DUSHANBE, Tajikistan — The European Court of Human Rights has fined Russia 33,000 euros ($44,400) for sending a Tajik opposition activist home where he was jailed and beaten, the court said in a statement on its web site.

Mukhamadruzi Iskandarov, a rebel leader in a 1990s civil war who also ran the state gas firm, has been serving a 23-year prison sentence in Tajikistan since 2005.

Iskandarov criticized Tajik President Emomali Rakhmon before moving to Russia in December 2004. Tajik authorities sought his extradition on terrorism and embezzlement charges.

The Russian Prosecutor General's Office rejected the extradition request in April 2005. But shortly afterward, Iskandarov was beaten, blindfolded and flown to the Tajik capital, Dushanbe, the court said.

"Mr. Iskandarov claimed that he was regularly beaten, kept in a tiny dirty cell, not allowed to go for walks or to wash, and was hardly fed at all.

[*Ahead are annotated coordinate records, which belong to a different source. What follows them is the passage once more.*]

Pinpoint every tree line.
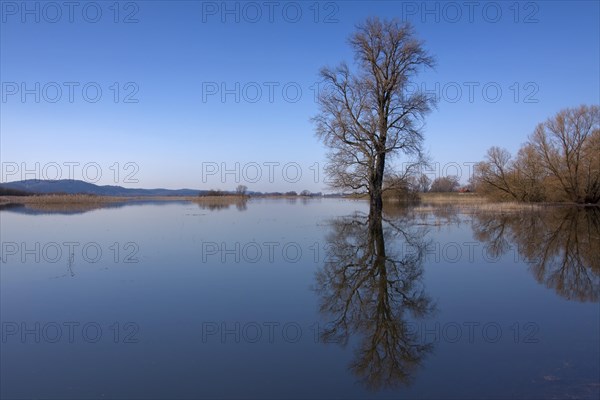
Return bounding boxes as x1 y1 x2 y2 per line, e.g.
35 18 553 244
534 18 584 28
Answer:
472 105 600 204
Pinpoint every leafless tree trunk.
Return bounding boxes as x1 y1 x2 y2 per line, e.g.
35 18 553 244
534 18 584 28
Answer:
531 106 600 203
313 18 435 210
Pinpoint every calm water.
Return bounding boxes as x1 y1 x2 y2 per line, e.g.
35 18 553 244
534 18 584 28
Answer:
0 199 600 398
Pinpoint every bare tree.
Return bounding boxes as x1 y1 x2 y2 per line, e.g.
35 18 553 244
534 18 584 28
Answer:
530 106 600 203
417 174 431 193
235 185 248 196
475 146 517 199
313 18 435 210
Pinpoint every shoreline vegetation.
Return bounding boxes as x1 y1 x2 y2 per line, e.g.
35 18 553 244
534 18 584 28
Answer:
0 192 600 211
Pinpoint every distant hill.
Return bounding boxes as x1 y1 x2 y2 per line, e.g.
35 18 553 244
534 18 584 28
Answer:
0 179 208 196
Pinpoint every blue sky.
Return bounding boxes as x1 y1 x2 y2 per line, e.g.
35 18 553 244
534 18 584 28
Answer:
0 1 600 191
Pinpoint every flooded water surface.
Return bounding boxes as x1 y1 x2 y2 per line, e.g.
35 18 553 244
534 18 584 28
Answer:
0 199 600 398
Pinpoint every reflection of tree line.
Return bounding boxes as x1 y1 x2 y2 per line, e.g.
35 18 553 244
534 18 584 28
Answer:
196 196 248 211
473 207 600 302
315 208 600 389
316 208 434 389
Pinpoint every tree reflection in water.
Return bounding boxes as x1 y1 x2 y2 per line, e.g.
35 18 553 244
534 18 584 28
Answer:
473 207 600 302
315 209 434 389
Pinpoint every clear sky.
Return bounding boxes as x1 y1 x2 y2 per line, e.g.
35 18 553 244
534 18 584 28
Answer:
0 1 600 191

He made a self-incriminating statement under threat of losing his life," the Strasbourg court said in its ruling Thursday.

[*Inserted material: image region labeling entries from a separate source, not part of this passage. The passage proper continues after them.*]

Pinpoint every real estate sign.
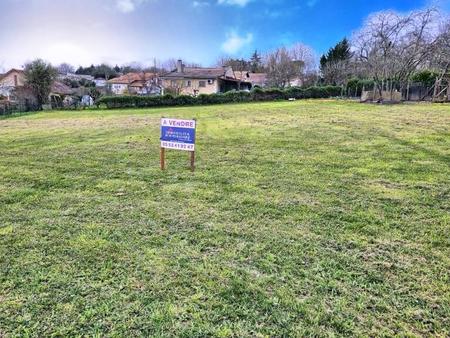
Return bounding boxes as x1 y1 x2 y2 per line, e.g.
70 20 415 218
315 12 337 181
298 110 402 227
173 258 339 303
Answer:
161 117 196 151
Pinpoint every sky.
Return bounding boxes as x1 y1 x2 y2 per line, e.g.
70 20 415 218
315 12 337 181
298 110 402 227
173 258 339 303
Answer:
0 0 450 72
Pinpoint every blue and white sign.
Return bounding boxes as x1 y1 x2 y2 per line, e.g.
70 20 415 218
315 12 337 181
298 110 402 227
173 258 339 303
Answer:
161 117 196 151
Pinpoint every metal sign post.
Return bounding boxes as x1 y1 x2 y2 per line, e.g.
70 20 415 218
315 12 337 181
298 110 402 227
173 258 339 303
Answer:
160 117 197 171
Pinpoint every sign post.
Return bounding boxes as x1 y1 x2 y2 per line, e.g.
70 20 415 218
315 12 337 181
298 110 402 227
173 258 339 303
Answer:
160 117 197 171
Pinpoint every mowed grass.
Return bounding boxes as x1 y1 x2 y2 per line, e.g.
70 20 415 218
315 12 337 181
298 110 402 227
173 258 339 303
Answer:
0 100 450 337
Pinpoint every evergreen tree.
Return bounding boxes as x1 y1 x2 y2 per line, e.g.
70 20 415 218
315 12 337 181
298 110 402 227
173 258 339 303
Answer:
320 38 353 72
250 50 263 73
25 59 58 106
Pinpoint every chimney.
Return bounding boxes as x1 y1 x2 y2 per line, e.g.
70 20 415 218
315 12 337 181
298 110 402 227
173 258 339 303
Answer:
177 60 184 73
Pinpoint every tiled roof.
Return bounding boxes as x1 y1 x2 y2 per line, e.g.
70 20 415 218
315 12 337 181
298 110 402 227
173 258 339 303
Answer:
234 72 267 84
162 67 226 79
0 68 25 80
51 81 73 95
108 73 158 84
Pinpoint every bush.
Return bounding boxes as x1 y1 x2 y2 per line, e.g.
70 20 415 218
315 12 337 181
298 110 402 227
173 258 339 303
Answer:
97 86 341 109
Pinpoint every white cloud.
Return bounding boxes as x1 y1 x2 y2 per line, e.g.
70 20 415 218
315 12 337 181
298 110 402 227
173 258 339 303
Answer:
192 1 210 7
217 0 253 7
222 30 253 54
115 0 146 13
306 0 318 7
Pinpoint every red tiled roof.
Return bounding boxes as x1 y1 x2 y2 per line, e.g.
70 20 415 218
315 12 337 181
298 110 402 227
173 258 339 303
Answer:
51 81 73 95
234 71 267 84
108 73 158 84
162 67 227 79
0 68 25 80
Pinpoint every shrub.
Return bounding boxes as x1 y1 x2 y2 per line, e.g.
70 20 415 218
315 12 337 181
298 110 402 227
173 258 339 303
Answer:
97 86 341 109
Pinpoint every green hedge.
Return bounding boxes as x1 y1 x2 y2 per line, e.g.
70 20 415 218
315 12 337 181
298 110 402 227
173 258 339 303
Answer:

The European court ruled that Iskandarov "had been unlawfully removed in order to circumvent the Russian Prosecutor General's Office dismissal of the extradition request."

Neither Russia's Foreign Ministry nor Tajik officials have commented on the ruling.

Activists say this was not the first time Russia deported people wanted in Central Asia and the Caucasus in secret.

Svetlana Gannushkina, chairwoman of the Moscow-based Citizens Aid Foundation, said rights groups know of about 10 cases of illegal deportation from Russia in recent years, and that there may have been others that have gone undocumented.